But, the heavy dose of external hormone preparation of long period or short-term, also can addiction cause the drug dependence dermatitis, its side effect performance has kind more than 20 approximately, and modal is that the state of an illness takes a turn for the better rapidly after the medication, continue external a period of time, in case after the drug withdrawal, crimson, tenderness, pruritus, breach, desquamation can take place at innerlich anwenden position a couple of days (particularly facial), so that pustule takes place, primary affection increases the weight of, and is referred to as the dermatitis that bounces again.Can cause that also And such as obesity, hirsutism, acne, blood sugar increasing, hypertension, sodium retention, edema, the reduction of blood potassium, menoxenia, osteoporosis, aseptic necrosis of bone, gastric and duodenal ulcers send out disease, also can cause certain infringement to kidney.Also can cause a series of substance metabolism disorders such as body sugar, protein, fat and Water-Electrolyte, destroy the defence system of body and suppress the immunoreation ability.

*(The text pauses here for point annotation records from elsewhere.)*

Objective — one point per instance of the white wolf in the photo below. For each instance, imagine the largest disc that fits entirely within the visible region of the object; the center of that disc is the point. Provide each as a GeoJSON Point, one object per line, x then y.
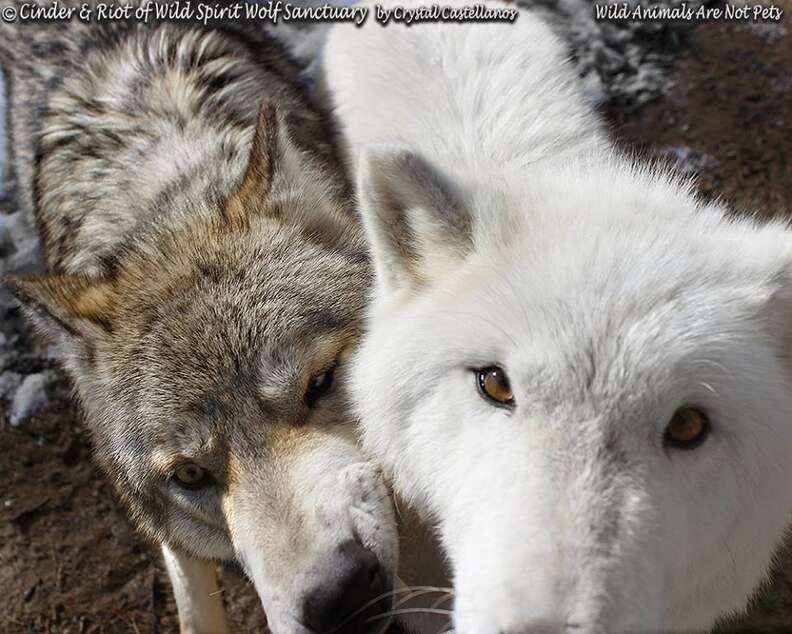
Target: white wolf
{"type": "Point", "coordinates": [574, 367]}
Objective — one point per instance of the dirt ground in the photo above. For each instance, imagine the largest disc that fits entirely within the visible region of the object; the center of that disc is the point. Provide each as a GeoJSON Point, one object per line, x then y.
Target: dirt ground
{"type": "Point", "coordinates": [69, 561]}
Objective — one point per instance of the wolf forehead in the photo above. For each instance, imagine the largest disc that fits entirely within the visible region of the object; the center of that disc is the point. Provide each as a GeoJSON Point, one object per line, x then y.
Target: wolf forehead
{"type": "Point", "coordinates": [269, 297]}
{"type": "Point", "coordinates": [628, 292]}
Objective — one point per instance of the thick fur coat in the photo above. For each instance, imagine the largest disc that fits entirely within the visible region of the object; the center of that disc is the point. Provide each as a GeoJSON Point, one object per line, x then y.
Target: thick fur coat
{"type": "Point", "coordinates": [207, 279]}
{"type": "Point", "coordinates": [573, 367]}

Research both at home and abroad at present is to use interferon to carry out the method for whole body therapeutic more, exists the unconspicuous shortcoming of Skin Cell effect.As everyone knows, not only onset is slow for whole body interferon therapy local skin disease, and can be with systemic side effects.Now, the technology of mass preparation interferon-alpha is ripe, if can study the interferon-alpha medicine for external use of successfully treating eczema, reaches the purpose that improves drug effect, makes things convenient for administration, then not only can promote the well-being of mankind, and have good economic benefits.
Summary of the invention
The invention provides the application of interferon-alpha in the medicine for external use of preparation treatment eczema.

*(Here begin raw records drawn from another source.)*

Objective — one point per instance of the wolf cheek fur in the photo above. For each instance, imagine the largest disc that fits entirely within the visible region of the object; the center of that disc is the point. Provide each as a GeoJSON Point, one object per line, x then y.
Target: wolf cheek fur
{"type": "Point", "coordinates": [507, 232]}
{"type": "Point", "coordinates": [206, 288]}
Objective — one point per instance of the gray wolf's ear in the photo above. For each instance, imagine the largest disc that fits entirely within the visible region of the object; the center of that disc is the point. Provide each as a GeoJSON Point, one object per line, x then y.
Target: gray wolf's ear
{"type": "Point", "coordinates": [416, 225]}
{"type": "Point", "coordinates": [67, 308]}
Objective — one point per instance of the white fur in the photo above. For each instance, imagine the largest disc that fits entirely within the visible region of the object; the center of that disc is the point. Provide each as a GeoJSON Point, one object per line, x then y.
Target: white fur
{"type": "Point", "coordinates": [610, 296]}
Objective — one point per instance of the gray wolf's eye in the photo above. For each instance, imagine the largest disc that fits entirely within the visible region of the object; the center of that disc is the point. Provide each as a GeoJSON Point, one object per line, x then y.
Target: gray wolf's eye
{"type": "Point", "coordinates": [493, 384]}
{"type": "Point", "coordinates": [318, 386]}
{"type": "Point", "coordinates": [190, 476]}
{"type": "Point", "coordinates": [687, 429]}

In above-mentioned application, described eczema can be acute eczema, subacute eczema or chronic eczema, also can be that two or more whiles or the priority in them is present in same skin area.
In above-mentioned application, described interferon-alpha can be α-2a interferon, also can be α-2b interferon.α-2a interferon and α-2b interferon can adopt existing technology to prepare, preferred gene engineered recombinant human interferon.

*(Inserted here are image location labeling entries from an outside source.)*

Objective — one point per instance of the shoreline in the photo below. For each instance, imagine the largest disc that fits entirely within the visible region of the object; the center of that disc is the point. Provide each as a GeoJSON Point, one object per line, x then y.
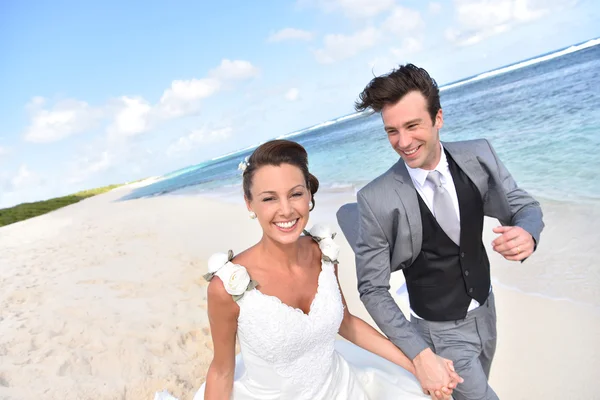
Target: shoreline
{"type": "Point", "coordinates": [104, 299]}
{"type": "Point", "coordinates": [567, 230]}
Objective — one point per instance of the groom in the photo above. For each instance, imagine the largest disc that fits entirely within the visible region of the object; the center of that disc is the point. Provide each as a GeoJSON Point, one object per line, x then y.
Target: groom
{"type": "Point", "coordinates": [425, 216]}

In above-mentioned application, described medicine for external use can be to make in the following dosage forms any one: ointment, Emulsion, solution, aerosol.These dosage forms can adopt existing technology to prepare, preferred ointment, Emulsion and solution.In various preparations, the concentration of interferon-alpha is 5 * 10
4IU/ml-5 * 10
6IU/ml.
So-called among the present invention " ointment " is meant that medicine and suitable substrate makes the paste external preparation of d spiss.For example, the interferon-alpha solution lyophilized powder mixing of stabilizing treatment is prepared into the oiliness ointment in greasing base (as vaseline, liquid paraffin, lanoline etc.); The interferon-alpha solution of stabilizing treatment is dissolved in water-soluble base (as Polyethylene Glycol) and is prepared into the water-soluble ointment agent.
So-called among the present invention " Emulsion " is meant the heterogeneous dispersion that two kinds of mutual exclusive liquid are formed, and is to be suspended in the another kind of liquid (dispersant) and the liquid preparation made from microspheroidal (decentralized photo) by a certain liquid.Character and biphase volume ratio according to emulsifying agent can get two classes Emulsion of different nature, i.e. oil/water and milk (O/W type) and water/oil breast (w/o type).For example, the interferon-alpha solution of stabilizing treatment is dissolved in oil-in-water emulsifiers (soda soap, triethanolamine soap class, poly yamanashi esters etc.) or is dissolved in water-in-oil emulsifier (calcium soap, aliphatic alcohol etc.) and is prepared into ointment.
So-called among the present invention " solution " is meant the clear and bright solution of non-volatile medicine or minority volatile medicine, is solvent mostly with water, and also having with ethanol, vegetable oil or other liquid is the solvent person.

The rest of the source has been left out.